No real action or change ever came of this event.

Orange County Mayor Jerry Demings

Orange County Mayor Jerry Demings also demonstrated his contempt for citizens and local businesses during the pandemic by sending STRIKE Teams (that's what he called them) to inspect and shut down local businesses that weren't in compliance with CDC guidelines.

Mind you, these businesses were not in violation of any law or legislation. He just made up his own executive orders and harassed them until some went out of business. This lasted almost a year.

Jerry Demings apparently believes he is here to rule, not serve, the people of Orlando and Orange County.

Are You Still Thinking About Moving to Orlando?

I don't want the previous section to scare you away from moving to Orlando. Like any other place, we have our pros and cons.

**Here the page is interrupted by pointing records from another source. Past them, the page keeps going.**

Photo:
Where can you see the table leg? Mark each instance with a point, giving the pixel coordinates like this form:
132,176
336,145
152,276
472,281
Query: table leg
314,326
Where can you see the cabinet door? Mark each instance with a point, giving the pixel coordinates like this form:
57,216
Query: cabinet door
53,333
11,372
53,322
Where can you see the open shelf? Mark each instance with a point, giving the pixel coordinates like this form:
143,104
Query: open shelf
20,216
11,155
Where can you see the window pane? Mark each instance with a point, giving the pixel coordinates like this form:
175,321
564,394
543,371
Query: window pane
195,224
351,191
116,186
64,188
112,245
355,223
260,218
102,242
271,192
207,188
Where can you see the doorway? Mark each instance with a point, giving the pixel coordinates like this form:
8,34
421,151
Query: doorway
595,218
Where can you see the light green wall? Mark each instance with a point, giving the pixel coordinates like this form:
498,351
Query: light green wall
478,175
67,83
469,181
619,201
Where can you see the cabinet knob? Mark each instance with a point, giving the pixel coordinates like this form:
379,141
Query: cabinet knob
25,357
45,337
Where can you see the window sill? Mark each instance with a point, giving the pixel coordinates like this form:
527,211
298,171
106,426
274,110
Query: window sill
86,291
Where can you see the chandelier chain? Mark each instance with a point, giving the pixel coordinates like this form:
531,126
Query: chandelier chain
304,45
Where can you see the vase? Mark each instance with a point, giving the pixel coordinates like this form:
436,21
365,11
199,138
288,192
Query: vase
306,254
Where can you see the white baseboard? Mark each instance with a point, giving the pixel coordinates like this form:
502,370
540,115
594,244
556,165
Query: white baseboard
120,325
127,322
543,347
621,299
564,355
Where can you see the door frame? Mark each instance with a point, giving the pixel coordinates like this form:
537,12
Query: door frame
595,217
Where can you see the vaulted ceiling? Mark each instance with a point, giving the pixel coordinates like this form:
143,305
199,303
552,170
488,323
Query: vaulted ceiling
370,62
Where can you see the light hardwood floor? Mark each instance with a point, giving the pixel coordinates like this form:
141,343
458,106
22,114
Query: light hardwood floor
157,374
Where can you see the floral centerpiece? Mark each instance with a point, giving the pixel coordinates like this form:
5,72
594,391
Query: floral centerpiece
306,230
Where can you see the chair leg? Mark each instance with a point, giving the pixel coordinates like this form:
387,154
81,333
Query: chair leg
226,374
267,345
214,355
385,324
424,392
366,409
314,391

If you're coming here for city life, I think that Downtown Orlando will be rather disappointing. We don't have a large skyline in Orlando and we lack the wealth of little shops and cafes that other cities provide.

Orlando is a collection of suburban neighborhoods. We're flat rather than tall. There's public transportation to move people around, but not enough of it. Even a little town like Winter Park is still a driving city, not a walking city.

Moving to Orlando requires that you adapt to some aspects of life, but it also brings out a lot of opportunities to share your own culture. While we're not like San Francisco, we have areas thriving with different ethnicities from all walks of life.

My daughter moved here from Scotland. Her best friend is from Turkey. Her boyfriend is Romanian. Another friend is Vietnamese and she seems to attract friendships with other immigrants.

Moving to Orlando is full of opportunities to meet interesting people. Ultimately, it is what you make it.